The move could trigger growth in the housing sector, and make the real estate business lucrative and attract more investments, Lilian Uwanziga Mupende, the City of Kigali director of urban planning and the One Stop Centre, said.

“Developers need to be innovative and use appropriate and cost-effective technologies to be able to build affordable and durable houses for Rwandans,” Mupende said.

Eng. Peterson Mutabazi, a senior engineer at the Ministry of Infrastructure, urged real estate developers to be organised and embrace private-public partnerships to improve the sector.

Real estate and construction industry has been growing at an average of 9 per cent since 2011, contributing about 8 per cent to the country’s Gross Domestic Product.

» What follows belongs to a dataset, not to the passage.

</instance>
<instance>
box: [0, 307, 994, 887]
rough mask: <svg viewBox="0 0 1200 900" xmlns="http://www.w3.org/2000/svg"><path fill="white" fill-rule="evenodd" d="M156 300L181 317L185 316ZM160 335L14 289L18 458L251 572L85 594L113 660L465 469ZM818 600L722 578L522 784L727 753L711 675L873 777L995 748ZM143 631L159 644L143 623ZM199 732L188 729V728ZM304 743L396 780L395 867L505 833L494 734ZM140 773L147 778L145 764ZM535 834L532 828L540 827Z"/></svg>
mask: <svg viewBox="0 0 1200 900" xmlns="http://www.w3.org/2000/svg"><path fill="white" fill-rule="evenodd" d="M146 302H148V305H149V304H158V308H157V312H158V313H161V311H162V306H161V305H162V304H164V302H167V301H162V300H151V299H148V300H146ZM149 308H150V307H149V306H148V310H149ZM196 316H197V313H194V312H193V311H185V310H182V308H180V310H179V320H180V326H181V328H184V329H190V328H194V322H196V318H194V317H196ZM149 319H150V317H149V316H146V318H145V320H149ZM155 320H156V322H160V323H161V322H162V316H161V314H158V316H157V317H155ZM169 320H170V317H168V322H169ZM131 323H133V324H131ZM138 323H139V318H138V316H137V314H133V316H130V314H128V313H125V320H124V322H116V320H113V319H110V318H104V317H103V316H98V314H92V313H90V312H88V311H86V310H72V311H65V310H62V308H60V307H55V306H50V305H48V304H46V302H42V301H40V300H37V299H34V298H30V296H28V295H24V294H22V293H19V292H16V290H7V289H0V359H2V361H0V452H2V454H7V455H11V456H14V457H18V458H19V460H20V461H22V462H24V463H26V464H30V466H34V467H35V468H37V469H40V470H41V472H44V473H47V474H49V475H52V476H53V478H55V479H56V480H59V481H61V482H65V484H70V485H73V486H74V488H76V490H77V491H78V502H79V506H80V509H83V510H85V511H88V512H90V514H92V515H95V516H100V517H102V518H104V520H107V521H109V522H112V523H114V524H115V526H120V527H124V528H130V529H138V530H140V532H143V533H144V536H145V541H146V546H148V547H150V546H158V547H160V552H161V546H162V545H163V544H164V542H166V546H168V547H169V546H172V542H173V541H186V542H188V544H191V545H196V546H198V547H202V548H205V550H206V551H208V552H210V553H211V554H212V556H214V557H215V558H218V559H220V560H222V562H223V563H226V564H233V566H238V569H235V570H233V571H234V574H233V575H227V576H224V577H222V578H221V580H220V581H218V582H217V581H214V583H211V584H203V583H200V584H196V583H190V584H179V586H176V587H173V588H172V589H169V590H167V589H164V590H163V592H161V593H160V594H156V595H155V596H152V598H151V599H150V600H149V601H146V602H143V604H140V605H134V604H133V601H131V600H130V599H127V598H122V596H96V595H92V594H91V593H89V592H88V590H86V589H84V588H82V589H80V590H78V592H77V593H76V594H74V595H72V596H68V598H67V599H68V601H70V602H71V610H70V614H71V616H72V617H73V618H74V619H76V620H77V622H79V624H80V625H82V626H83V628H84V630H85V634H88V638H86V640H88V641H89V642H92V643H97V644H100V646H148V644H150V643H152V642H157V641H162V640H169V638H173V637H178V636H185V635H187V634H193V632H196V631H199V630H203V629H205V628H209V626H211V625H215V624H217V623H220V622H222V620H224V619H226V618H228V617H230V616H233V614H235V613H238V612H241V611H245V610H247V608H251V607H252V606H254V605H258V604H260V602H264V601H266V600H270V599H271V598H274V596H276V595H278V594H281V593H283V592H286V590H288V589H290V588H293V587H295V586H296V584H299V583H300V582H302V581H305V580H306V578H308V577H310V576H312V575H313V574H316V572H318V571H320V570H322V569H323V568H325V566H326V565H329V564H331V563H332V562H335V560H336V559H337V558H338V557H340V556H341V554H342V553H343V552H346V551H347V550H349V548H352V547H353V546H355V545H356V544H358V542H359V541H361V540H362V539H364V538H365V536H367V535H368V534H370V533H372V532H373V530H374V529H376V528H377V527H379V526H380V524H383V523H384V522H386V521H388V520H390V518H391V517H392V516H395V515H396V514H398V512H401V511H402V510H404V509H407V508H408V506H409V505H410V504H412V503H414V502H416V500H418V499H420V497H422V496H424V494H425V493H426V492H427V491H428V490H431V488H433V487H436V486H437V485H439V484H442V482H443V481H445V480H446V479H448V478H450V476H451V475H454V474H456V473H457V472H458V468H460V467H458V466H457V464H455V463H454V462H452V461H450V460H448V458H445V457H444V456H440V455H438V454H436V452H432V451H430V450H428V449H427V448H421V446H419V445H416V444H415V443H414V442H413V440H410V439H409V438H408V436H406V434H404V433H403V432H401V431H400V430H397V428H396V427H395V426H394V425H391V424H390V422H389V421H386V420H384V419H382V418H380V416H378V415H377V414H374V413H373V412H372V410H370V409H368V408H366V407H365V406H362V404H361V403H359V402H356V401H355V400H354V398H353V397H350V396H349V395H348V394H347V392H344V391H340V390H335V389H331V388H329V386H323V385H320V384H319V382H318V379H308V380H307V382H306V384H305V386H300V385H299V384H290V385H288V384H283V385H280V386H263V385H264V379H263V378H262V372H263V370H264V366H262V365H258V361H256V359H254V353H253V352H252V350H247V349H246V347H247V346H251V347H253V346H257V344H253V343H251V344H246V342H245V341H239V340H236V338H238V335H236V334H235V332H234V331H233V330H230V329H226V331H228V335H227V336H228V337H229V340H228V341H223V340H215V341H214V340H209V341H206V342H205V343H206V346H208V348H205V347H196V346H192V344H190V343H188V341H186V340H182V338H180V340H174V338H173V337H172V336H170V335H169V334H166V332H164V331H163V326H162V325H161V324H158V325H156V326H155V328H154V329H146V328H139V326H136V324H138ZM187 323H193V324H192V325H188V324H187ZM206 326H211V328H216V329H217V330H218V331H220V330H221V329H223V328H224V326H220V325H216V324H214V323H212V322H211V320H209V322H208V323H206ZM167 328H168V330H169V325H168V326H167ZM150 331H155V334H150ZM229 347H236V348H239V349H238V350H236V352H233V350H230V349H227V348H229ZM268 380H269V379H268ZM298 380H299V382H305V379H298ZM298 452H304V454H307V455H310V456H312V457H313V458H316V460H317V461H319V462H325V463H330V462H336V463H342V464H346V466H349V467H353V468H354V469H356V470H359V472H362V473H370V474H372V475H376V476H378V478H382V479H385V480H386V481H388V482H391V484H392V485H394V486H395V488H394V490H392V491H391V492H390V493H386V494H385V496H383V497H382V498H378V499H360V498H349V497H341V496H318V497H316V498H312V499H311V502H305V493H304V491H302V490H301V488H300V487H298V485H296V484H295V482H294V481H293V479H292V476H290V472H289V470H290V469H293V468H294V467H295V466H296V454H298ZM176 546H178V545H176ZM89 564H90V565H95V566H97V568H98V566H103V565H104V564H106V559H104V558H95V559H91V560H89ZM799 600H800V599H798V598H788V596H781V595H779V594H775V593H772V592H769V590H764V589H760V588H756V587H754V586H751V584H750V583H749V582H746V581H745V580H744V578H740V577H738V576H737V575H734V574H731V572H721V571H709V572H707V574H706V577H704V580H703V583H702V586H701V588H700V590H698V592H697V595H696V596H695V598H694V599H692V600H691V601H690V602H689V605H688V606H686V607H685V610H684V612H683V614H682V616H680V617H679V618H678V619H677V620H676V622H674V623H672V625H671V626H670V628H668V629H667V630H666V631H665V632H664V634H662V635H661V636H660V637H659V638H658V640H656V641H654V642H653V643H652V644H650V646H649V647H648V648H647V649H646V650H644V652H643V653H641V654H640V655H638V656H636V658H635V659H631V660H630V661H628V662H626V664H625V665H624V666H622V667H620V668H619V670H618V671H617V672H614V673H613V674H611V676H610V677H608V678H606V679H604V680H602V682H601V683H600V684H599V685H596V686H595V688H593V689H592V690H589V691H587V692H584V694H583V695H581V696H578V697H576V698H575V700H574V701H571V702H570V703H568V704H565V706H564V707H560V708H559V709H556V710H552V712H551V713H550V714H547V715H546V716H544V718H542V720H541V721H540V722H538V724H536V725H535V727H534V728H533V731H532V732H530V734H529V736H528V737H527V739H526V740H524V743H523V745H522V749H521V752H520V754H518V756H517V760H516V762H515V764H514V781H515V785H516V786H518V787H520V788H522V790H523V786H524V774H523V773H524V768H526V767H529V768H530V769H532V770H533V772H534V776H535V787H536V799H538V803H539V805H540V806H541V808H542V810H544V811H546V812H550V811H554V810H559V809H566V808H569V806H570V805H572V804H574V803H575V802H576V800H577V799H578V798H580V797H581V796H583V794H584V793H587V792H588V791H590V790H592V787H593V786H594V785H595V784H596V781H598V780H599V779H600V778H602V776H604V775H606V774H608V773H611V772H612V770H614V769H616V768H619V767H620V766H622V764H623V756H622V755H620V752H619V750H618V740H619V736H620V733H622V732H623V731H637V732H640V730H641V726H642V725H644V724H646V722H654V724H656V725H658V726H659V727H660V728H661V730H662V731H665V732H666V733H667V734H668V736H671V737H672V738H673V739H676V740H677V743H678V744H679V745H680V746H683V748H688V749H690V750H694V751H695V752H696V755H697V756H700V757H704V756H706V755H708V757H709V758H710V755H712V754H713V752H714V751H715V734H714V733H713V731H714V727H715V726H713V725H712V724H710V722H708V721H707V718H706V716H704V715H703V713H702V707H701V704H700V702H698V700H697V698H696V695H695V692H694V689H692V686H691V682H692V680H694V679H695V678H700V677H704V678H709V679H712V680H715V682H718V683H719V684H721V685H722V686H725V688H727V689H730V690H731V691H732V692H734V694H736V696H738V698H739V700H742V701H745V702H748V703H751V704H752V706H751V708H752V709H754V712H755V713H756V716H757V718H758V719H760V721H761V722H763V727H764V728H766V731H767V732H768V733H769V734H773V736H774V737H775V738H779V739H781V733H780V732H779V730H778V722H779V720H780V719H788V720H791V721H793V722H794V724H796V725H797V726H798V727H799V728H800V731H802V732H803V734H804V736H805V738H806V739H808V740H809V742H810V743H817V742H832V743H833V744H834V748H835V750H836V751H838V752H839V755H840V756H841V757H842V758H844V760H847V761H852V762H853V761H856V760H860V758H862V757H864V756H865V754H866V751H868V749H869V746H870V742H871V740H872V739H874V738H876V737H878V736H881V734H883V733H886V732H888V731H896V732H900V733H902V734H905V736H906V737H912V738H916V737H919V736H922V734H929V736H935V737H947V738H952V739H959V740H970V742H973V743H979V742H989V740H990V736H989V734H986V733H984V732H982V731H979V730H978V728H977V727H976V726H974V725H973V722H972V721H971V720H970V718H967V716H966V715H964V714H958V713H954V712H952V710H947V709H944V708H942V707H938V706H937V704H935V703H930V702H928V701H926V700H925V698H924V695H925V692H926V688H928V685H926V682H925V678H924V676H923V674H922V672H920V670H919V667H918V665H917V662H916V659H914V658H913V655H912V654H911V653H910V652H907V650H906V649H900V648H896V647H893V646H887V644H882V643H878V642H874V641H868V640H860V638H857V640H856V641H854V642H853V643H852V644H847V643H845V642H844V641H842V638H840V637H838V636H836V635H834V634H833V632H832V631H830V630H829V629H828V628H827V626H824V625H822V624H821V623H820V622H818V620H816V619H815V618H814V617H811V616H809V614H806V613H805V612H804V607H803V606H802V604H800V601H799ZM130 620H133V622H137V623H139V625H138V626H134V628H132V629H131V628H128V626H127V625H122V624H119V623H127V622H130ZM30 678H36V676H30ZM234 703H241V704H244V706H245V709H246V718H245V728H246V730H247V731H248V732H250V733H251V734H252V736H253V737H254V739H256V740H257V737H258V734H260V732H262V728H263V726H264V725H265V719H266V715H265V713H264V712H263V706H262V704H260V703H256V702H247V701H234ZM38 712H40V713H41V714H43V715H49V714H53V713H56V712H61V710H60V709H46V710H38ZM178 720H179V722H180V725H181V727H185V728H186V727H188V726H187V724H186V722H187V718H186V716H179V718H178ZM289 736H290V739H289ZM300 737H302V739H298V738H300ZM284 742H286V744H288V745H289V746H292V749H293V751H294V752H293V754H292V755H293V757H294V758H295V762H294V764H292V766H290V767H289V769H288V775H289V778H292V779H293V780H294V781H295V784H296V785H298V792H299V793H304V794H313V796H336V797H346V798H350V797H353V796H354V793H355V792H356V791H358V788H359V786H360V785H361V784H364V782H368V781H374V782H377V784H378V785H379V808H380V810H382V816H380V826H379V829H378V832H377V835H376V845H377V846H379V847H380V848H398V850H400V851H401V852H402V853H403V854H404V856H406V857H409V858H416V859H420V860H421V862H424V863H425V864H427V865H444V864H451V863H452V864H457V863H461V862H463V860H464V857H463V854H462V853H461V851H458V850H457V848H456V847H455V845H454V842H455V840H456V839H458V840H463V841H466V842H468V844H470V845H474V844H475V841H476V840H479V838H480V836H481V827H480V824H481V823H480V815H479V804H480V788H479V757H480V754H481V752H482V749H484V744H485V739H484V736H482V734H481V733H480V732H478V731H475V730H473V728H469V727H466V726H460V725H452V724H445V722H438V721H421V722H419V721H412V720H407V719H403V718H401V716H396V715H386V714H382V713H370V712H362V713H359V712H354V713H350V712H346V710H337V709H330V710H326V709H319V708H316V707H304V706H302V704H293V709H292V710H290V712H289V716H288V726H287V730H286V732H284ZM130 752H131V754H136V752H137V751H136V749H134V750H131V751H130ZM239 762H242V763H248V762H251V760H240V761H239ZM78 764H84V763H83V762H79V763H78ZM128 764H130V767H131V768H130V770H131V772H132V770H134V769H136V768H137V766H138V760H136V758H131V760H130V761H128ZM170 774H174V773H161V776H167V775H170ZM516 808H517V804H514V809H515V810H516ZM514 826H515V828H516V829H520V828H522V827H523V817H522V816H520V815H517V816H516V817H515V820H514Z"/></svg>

The National Institute of Statistics Rwanda predicts that 30 per cent of the population will live in urban areas by 2020, the more reason the real estate should up its game to meet this demand.

Currently, Kigali has a population of over 1.2 million people, which is expected to hit 3.8 million by 2025.

Eckardt Dauck, the chief executive officer of Strawtec Building Solutions, a Germany-based company that makes straw board panels, said using locally-manufactured construction materials will make it possible to build affordable houses, and also create jobs for the Rwandans.

According to the Rwanda Development Board, there are many investment opportunities in the real estate and construction business sub-sectors, including construction of commercial complexes and shopping areas, entertainment centres, and making of different materials required by the industry like bricks and tiles.

Titien Taratibu, a Kigali-based developer, said it is important for sector players to form partnerships that will help in resource mobilisation to ensure quality and affordable housing for residents.

“Forming joint ventures with firms that have better expertise and more resources will make it possible for real estate developers to build quality and affordable houses for Rwandans.” 

The Ministry of Infrastructure drafted a new construction policy last year to streamline the construction industry. According to 2012 study on affordable houses, Kigali has about 114,197 existing housing stock and the demand for new housing units is projected to be about 344,000 by 2022.

The study by the City of Kigali and the European Union in 2008 revealed that 29.5 per cent of city dwellers earn between Rwf200,000 and Rwf900,000 per month and can only afford mid-range mortgages, while more than half of the population (54.1 per cent) earn between the Rwf33, 500 and Rwf200,000.